The UN Program of Action adopted in 1999 and UN Resolution A/56/349 adopted on September 13, 2001 introduced the International Decade for a Culture of Peace and Non Violence Among Children of the World. At the time, all living Nobel Laureates signed an appeal for all nations to support this resolution.
This visionary program and its eight domains for action (A/RES/53/243) became a driving force that attracted a global art project that recognized the power of art to move and educate people. Based on the role of Civil Society, the Art Miles Mural Project which began in 1997, joined nearly a thousand other Non-Governmental Organizations (NGO) in their efforts to carry out an action plan to support the decade. Unfortuantely the decade had begun and was consumed by a horrific escalation of war and conflict around the globe. Coupled with rising numbers of horrific environmental disasters, the world found itself amid massive scales of displacement with people thrust into refugee status that still exists to this day.

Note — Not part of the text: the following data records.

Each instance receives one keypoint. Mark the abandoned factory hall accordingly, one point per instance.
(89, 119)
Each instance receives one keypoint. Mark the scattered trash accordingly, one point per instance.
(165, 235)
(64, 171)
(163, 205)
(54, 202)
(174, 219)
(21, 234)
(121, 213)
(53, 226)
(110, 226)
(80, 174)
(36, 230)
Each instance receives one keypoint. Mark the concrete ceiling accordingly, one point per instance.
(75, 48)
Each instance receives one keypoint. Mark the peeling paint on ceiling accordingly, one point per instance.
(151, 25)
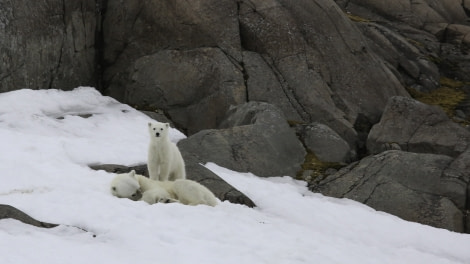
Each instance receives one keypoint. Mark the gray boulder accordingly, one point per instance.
(255, 137)
(392, 182)
(325, 143)
(417, 127)
(195, 88)
(193, 59)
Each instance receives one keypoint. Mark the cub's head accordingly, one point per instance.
(158, 130)
(125, 185)
(157, 195)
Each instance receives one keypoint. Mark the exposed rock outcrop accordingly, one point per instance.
(47, 44)
(416, 127)
(255, 137)
(409, 185)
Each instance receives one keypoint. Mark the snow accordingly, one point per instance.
(46, 144)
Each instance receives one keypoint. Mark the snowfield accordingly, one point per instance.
(47, 139)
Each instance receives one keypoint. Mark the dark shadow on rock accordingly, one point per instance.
(8, 211)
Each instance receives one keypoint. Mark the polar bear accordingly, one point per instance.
(164, 160)
(133, 186)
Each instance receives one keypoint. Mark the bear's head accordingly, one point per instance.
(157, 195)
(158, 130)
(125, 185)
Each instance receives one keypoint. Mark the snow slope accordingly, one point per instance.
(45, 147)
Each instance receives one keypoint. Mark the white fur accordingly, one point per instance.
(181, 190)
(164, 158)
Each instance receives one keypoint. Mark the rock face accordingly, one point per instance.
(47, 44)
(332, 69)
(417, 127)
(392, 182)
(202, 56)
(325, 143)
(255, 137)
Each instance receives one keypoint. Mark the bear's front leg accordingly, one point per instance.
(154, 171)
(164, 172)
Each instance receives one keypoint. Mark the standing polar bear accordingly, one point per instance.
(137, 187)
(164, 162)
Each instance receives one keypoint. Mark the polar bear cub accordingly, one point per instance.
(131, 185)
(164, 158)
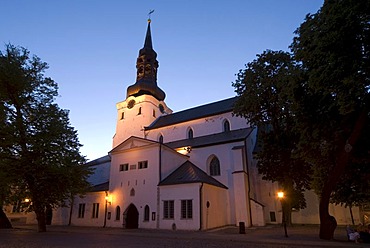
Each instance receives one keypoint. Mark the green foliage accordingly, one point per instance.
(324, 101)
(265, 88)
(39, 152)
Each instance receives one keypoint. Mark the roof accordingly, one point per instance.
(98, 161)
(213, 139)
(190, 173)
(100, 187)
(210, 109)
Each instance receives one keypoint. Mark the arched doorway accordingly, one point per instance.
(131, 217)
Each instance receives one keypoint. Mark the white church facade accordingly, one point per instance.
(188, 170)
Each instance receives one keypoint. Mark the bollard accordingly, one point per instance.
(241, 227)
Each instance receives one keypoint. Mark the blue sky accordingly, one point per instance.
(91, 47)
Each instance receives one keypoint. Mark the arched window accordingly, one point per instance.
(146, 213)
(214, 167)
(190, 133)
(226, 126)
(118, 213)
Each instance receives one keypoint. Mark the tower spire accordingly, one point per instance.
(146, 65)
(148, 37)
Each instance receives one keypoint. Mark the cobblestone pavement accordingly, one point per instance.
(270, 236)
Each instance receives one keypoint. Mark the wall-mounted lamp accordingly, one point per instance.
(108, 198)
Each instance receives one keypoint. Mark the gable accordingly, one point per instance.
(206, 110)
(133, 142)
(190, 173)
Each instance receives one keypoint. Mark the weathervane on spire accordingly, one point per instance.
(149, 14)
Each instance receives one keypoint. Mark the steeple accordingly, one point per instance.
(146, 76)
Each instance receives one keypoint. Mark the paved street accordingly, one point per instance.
(271, 236)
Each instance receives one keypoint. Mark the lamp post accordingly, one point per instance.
(281, 198)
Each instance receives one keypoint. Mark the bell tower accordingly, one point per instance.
(144, 99)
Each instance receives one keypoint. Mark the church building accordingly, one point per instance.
(187, 170)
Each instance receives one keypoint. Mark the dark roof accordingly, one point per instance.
(190, 173)
(210, 109)
(100, 187)
(100, 160)
(259, 141)
(213, 139)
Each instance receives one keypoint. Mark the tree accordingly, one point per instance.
(41, 154)
(265, 87)
(333, 47)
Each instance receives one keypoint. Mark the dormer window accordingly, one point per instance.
(190, 134)
(226, 126)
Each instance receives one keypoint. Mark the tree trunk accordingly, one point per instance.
(350, 211)
(4, 221)
(41, 219)
(328, 222)
(71, 211)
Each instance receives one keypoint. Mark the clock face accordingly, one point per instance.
(161, 108)
(131, 104)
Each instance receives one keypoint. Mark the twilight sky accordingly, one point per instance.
(91, 47)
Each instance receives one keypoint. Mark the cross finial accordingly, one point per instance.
(149, 14)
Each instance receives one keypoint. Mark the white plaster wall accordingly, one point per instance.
(258, 216)
(101, 173)
(133, 123)
(89, 199)
(143, 181)
(240, 192)
(178, 193)
(201, 127)
(218, 213)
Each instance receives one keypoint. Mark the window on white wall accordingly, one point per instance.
(146, 213)
(226, 126)
(123, 167)
(95, 213)
(143, 164)
(168, 209)
(81, 210)
(186, 209)
(214, 167)
(190, 134)
(118, 213)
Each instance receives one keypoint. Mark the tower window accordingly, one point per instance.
(214, 167)
(226, 126)
(190, 134)
(132, 192)
(143, 164)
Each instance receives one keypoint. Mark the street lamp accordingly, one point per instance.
(281, 198)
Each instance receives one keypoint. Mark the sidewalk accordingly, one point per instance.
(299, 235)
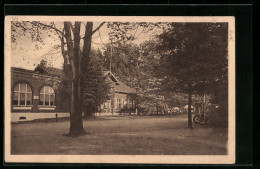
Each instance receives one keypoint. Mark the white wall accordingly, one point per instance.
(33, 116)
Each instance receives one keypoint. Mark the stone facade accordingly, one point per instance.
(36, 91)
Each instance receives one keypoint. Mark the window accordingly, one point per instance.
(22, 95)
(119, 103)
(47, 96)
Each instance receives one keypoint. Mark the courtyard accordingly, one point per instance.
(119, 135)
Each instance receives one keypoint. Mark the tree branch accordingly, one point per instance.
(49, 26)
(99, 26)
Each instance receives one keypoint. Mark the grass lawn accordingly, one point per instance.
(128, 135)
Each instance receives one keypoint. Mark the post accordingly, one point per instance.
(56, 117)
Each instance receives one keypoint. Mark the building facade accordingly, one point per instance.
(35, 94)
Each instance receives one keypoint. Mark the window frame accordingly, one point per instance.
(48, 94)
(19, 92)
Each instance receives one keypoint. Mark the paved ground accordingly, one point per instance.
(166, 135)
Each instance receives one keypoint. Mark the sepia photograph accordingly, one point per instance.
(92, 89)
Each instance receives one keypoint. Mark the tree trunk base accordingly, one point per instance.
(76, 133)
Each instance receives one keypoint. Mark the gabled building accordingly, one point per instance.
(35, 94)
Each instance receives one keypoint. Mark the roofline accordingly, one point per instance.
(112, 76)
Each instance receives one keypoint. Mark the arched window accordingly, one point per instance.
(47, 96)
(22, 95)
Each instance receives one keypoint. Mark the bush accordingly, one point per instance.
(219, 116)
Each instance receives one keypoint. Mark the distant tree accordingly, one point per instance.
(193, 58)
(96, 87)
(75, 62)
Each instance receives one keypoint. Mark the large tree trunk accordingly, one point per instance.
(189, 105)
(76, 124)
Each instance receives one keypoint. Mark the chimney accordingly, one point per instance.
(43, 63)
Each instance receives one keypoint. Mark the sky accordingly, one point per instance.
(28, 54)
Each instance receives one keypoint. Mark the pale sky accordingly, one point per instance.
(28, 54)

However, as with other NGOs and humanitarian aid organizations, there were people and groups that sought ways to facilitate peace building, mending hearts and initiating healing methods in support of a culture of peace. The Art Miles Mural Project was one of those groups which has now sustained and maintains the belief “An Act of Peace Creates Peace”.
The project began with children painting a mural on a bullet riddled bed sheet in post conflict Bosnia, Herzegovina when former UN Executive, Joanne Tawfilis was assigned to lead an economic development and reconciliation project with the Widows of Srebrenica. Despite the overwhelming work involved with managing the project and with an art background, she found herself seeking a means to tend to the pain in her own heart caused by the incessant stories of genocide and as witness to the results of unimaginable brutality. It was there the wounds of war felt by the widows, families, and orphans as well as her own impassioned heart, birthed the process became both her and husband Fouad’s now lifelong work. It was clear to them how this process of creating murals could be applied under almost any circumstances in support of the eight domains of the UN Program of Action. Together with a 100% all volunteer team on every continent, they have successfully facilitated the creation of more than 4,000 murals with over more than a half million people in over 100 plus countries.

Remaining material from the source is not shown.